Some database systems may support composite partitioning on multiple columns: For those that do not, similar functionality may be introduced into the model by creating a dimension key that refers to a snowflake dimension, where multiple branches of the snowflaked dimension represent different dimensions.
Correlated Dimension Partitioning
Related to composite partitioning is the concept of correlated dimension partitioning. This is where two logical dimensions are combined into a single dimension, with a single hierarchy, where it is realised that one dimension is always correlated with values in another dimension.
An example of this is the modelling of financial risk systems: Simulations are run on a large number of trading positions in order to calculate the risk associated with each simulated scenario. Each set of simulations is normally calculated together and collated as a batch of data to be loaded.
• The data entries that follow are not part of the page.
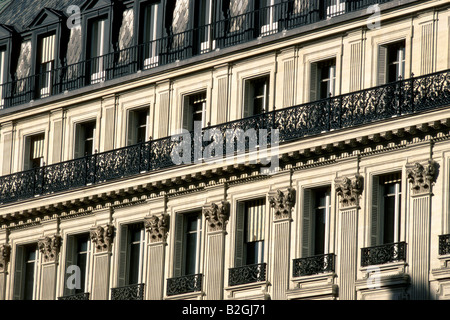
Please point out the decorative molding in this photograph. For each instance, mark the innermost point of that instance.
(217, 215)
(349, 190)
(49, 247)
(5, 254)
(422, 177)
(282, 203)
(102, 237)
(157, 227)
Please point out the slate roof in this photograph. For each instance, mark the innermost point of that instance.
(20, 13)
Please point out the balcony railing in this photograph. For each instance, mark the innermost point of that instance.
(444, 244)
(313, 265)
(184, 284)
(395, 99)
(74, 297)
(247, 274)
(131, 292)
(387, 253)
(174, 47)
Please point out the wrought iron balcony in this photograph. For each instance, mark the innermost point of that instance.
(444, 244)
(313, 265)
(395, 99)
(247, 274)
(230, 31)
(74, 297)
(184, 284)
(131, 292)
(392, 252)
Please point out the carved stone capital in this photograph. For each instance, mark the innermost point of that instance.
(102, 237)
(217, 215)
(282, 203)
(422, 177)
(49, 247)
(5, 254)
(157, 227)
(349, 190)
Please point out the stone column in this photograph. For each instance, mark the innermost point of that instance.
(349, 191)
(102, 239)
(217, 219)
(157, 227)
(49, 248)
(5, 254)
(282, 204)
(421, 179)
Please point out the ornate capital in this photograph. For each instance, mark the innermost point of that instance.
(5, 254)
(217, 215)
(282, 203)
(157, 227)
(49, 247)
(349, 190)
(102, 237)
(422, 177)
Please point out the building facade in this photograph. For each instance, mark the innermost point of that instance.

But each set of simulations is normally calculated for a specific point in time. Therefore there is a correlation between the unit of load and the time dimension. While there may be many sets of data (constituting multiple loads) at a single point in time, a batch of data never contains data from more than one point in time. Therefore we have a natural hierarchy, where any point in time can contain one or more batches, but never the other way around. This realisation permits us to combine the time and batch/load dimensions into a single dimension. Not only will this enhance performance, but combining the the load and the time dimensions into a single dimension permits us to partition the fact table on a single dimension key value and, more importantly, it permits us to reap the benefits associated with partitioning by a time-correlated dimension and partitioning by the unit of load. This is particularly useful where a database platform does not permit partitioning by multiple dimension keys.
Partitioning with Variable Partition Granularity
Some database platforms enable different granularities of partitioning in the same table: They permit both the splitting and merging of ranges of the partition key column/s. An example would be where a system initially creates a partition for each date of data loaded, but after a month-end former months of immutable data have their partitions merged into a partition-per-month partitioning scheme.
This strategy is useful in particular scenarios:
- Where the underlying database platform has a limitation on the number of partitions per table and partitioning at the lowest level of granularity would cause the creation of partitions in excess of the database platform’s limit.
- Where the data is stored utilising columnar compression algorithms and combining data from many smaller partitions into a single larger partition will yield both storage and consequential IO performance gains.
However, there is a big downside to variable partition granularity: If data is loaded into partitions at a lower level of granularity than they are subsequently merged into, then should data in subsequently merged partitions require updating, it may be necessary either to split the previously merged partitions in order to update the data, or to develop an entirely different load cycle to deal with this scenario (never a great idea from a code-maintenance perspective).
Therefore partitioning with variable partition granularity is normally only a good idea where the data in the partitions being merged is forever after immutable.
There are certainly more partitioning strategies than would initially meet the untrained eye. A successful partitioning implementation depends upon an accurate analysis of the goals to be fulfilled by partitioning and selection of the most suitable strategy to achieve those goals.